The European Union has added its voice to calls by the United States for Zimbabwe's President Robert Mugabe to step down. EU foreign ministers also announced Monday they were tightening sanctions against the Mugabe government.
European Union foreign ministers meeting in Brussels sharply criticized President Robert Mugabe and added 11 more members his regime to a list of people banned from entering Europe.
But the bluntest remarks came from President Sarkozy of France, who said Mr. Mugabe had to go. He made the comments as he addressed a group of well known senior statesmen, known as the Elders, who had been barred for entering Zimbabwe recently when they tried to travel there to to assess the humanitarian situation.
On Friday, Secretary of State Condoleezza Rice also called on President Mugabe to step down amid a political, economic and humanitarian crisis in the southern African nation.

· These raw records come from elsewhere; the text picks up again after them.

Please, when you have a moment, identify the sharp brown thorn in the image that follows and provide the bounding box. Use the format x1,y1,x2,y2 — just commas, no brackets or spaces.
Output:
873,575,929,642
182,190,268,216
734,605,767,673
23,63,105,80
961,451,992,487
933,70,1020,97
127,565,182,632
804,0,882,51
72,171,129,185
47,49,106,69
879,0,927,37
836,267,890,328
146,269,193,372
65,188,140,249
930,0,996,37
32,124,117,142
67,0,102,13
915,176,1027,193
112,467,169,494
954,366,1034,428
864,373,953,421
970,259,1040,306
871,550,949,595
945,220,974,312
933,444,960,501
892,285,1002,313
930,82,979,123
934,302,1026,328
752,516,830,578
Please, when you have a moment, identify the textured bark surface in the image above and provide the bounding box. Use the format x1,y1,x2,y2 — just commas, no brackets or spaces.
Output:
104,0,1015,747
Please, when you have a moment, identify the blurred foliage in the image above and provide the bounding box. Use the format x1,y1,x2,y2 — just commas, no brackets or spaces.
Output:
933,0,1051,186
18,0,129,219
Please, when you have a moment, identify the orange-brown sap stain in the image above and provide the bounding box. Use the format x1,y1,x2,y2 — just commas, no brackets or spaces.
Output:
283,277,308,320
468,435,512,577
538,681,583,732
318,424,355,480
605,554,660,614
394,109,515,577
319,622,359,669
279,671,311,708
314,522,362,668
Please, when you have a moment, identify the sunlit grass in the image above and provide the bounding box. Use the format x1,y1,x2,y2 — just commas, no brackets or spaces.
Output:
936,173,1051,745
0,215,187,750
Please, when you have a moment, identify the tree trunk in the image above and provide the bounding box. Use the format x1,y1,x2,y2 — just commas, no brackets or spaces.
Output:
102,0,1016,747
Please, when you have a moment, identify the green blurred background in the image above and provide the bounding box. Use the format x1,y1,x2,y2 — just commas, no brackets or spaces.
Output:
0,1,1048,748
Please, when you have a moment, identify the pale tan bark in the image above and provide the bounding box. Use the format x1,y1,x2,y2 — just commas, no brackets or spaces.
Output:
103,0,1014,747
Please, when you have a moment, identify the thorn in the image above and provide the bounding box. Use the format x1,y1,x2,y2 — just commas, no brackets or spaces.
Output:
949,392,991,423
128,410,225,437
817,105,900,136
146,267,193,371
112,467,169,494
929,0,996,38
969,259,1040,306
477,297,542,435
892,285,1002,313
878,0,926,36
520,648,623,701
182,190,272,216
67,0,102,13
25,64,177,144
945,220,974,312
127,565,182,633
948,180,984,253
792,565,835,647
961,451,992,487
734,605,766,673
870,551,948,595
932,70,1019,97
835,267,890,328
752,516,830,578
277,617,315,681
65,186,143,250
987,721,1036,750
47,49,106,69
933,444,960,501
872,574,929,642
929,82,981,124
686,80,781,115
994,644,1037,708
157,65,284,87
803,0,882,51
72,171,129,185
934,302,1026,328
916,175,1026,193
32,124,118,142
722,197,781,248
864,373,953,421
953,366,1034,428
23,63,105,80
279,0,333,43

Power-sharing talks between the government and opposition have stalled, inflation has spun out of control and a cholera outbreak has already killed nearly 600 people.
French Foreign Minister Bernard Kouchner told reporters that international intervention was needed to respond to the cholera outbreak. Not a military intervention, he said, but strong intervention that could help other aspects of Zimbabwe's crisis as well.
The EU ministers also examined calls by the U.N. to send an interim mission to the eastern Democratic Republic of Congo as a backstop until 3,000 more U.N. peacekeepers arrive.
EU foreign policy chief Javier Solana says he has "been in touch with the Secretary-General of the United Nations [and] he has asked me to look again at some cooperation with the European Union. Not to substitute for the force which is deployed by the United Nations, but if possible to help in the bridging part for the deployment of the 3,000 plus [troops]."
So far, EU members have been reluctant to volunteer leadership and forces to realize such a mission.